# Uneven chest...



## The Last Time (Mar 22, 2012)

Wasn't sure where to put this. Was gonna post in natural bodybuilding but I'm hardly a bodybuilder. Lol.

Just shifted 3st 10lb and my chest appears to be somewhat uneven. It was slight before but much more noticeable now.

I aren't sure if it's more fat one or one side under-developed?

Is this likely to even out as I lose more fat or is it muscular?

The smaller side is my right, (tattooed arm is my left) and I am right handed so if anything wouldn't you expect this to be opposite? Right stronger?

Thanks in advance.


----------



## superdrol (Aug 9, 2012)

It will just be natural distribution of fat buddy, find me someone who is perfectly symmetrical... you won't! Nature doesn't do perfection, well done on losing 3 stone though!


----------



## Ultrasonic (Jul 13, 2004)

This is one of those things that will seem obvious to you but pretty much no one else will notice. I had to have a close look to see what you were talking about, and even then your arms being in slightly different positions could be having an effect.

Muscle size and strength imbalances are much more obvious with dumbbell training. My left arm and chest used to be noticeably weaker but by concentrating on dumbbell training they're pretty even now.


----------



## The Last Time (Mar 22, 2012)

Thank you @superdrol and @Ultrasonic appreciate the replies.

I am stood slightly on the piss and Arms differently and I'm glad it's not as noticeable to you lads.

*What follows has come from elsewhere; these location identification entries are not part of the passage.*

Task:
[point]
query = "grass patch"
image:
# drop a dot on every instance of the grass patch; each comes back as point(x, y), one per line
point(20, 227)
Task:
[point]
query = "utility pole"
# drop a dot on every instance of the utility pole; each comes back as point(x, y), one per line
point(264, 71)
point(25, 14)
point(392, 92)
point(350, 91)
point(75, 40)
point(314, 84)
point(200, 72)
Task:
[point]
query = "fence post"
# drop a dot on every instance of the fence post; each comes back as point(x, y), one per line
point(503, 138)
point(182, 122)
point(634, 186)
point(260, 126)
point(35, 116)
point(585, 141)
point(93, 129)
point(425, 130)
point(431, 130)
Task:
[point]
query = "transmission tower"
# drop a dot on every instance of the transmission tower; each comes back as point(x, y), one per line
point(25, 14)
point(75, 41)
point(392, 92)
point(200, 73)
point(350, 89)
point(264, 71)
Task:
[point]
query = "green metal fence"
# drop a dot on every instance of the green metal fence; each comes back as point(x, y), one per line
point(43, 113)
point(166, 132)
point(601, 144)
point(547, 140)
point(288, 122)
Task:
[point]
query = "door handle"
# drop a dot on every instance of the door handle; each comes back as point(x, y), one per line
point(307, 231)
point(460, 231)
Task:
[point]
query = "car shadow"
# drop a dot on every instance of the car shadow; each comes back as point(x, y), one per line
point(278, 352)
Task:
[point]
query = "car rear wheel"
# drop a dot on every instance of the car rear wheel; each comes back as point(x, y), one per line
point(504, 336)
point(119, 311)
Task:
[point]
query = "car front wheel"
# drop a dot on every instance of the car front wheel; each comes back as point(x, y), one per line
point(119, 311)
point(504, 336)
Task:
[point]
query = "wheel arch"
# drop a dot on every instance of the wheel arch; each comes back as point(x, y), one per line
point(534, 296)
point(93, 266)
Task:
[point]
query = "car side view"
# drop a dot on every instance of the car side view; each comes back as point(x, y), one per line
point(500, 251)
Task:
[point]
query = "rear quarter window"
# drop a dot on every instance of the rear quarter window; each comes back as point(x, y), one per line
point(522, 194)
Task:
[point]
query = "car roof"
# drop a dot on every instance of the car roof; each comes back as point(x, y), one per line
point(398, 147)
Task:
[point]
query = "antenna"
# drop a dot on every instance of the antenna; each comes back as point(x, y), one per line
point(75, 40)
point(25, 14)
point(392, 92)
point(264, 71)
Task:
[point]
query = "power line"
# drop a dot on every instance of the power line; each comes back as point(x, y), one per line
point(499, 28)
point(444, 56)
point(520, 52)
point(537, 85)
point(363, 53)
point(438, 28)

I suppose it's just one of them things what I notice because I know it's there.

I do use dumbbells a fair but but I will drop the fixed bar and use dumbbells exclusively for a few months to see if things even up a touch.

Much appreciated.


----------



## CG88 (Jun 4, 2015)

Well done on the weight loss mate, looking so much better :thumb

Don't worry about asymmetry. As said above, nobody is perfectly symmetrical. In the pic, your left side seems ever so slightly closer to the camera than your right, look how the light is casting more of a shadow on that side. Also your arm looks closer to your body for this reason. Or, you're just holding your arm closer to your body..... you see, so many variables when looking at a picture that could cause a look of asymmetry


----------



## The Last Time (Mar 22, 2012)

CG88 said:


> Well done on the weight loss mate, looking so much better :thumb
> 
> Don't worry about asymmetry. As said above, nobody is perfectly symmetrical. In the pic, your left side seems ever so slightly closer to the camera than your right, look how the light is casting more of a shadow on that side. Also your arm looks closer to your body for this reason. Or, you're just holding your arm closer to your body..... you see, so many variables when looking at a picture that could cause a look of asymmetry


 Thanks buddy appreciate the support. Gonna keep chipping away at the fat, au go on holiday in 6 weeks. Then when I get back slowly add on some lean muscle and see where I am around Feb/March next year in case I need to cut again for next summers holiday.


----------



## CG88 (Jun 4, 2015)

The Last Time said:


> Thanks buddy appreciate the support. Gonna keep chipping away at the fat, au go on holiday in 6 weeks. Then when I get back slowly add on some lean muscle and see where I am around Feb/March next year in case I need to cut again for next summers holiday.


 In the same boat mate, go away in just over 4 weeks. Nothing like a holiday for motivation :lol:


----------



## The Last Time (Mar 22, 2012)

CG88 said:


> In the same boat mate, go away in just over 4 weeks. Nothing like a holiday for motivation :lol:


 You're not kidding mate. f**k sitting by the pool at 19st when there's tittys about ?


----------



## 66983 (May 30, 2016)

Start w4nking with the other hand :thumb


----------